成簇规律间隔短回文重复序列(CRISPR)/CRISPR相关蛋白(CRISPR/Cas)系统是存在于许多古菌和细菌中的一种适应性免疫系统。CRISPR/Cas系统极其多样,越来越多的证据表明CRISPR/Cas系统在不同于噬菌体免疫的细胞功能中发挥作用。此前,我们实验室报道了一种这样的替代功能,即机会致病菌铜绿假单胞菌菌株UCBPP - PA14(简称为铜绿假单胞菌PA14)的1 - F型CRISPR/Cas系统在该细菌被噬菌体DMS3溶原化时,会抑制生物膜形成和群体游动。在本研究中,我们证明,铜绿假单胞菌基因组上仅存在DMS3原间隔序列和原间隔序列相邻基序(PAM)对于这些群体行为的CRISPR依赖性丧失是必要且充分的,无需额外的DMS3序列。我们还证明,CRISPR系统与DMS3原间隔序列的相互作用通过核酸酶Cas3的活性和随后的RecA激活,诱导SOS调控的噬菌体相关基因的表达,包括特征明确的绿脓菌素操纵子。此外,我们的数据表明,由于CRISPR参与的菌株无法下调噬菌体相关基因的表达,噬菌体相关基因的表达导致细菌在表面死亡,而这些噬菌体相关基因在浮游条件下对生长和活力的影响最小。删除噬菌体相关基因可恢复生物膜形成和群体游动,同时仍维持功能性的CRISPR/Cas系统,这表明这些群体行为的丧失是CRISPR自我靶向的间接效应。

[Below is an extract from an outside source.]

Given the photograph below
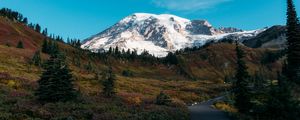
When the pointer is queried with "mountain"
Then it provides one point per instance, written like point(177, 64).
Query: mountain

在古菌和细菌中发现的各种CRISPR/Cas系统极其多样,对这些不同系统复杂机制的理解进展不仅增加了我们对宿主 - 病毒相互作用的认识,还推动了基因工程的重大进步。最近,越来越多的证据表明,细菌可以将CRISPR系统用于除对噬菌体感染的适应性免疫之外的功能。本研究考察了一种这样的替代功能,本报告描述了医学上相关的机会致病菌铜绿假单胞菌中1 - F型CRISPR依赖性生物膜和群体游动丧失的机制。由于生物膜形成和群体游动在铜绿假单胞菌的毒力中都很重要,全面了解CRISPR系统如何调节此类群体行为对于开发新疗法至关重要。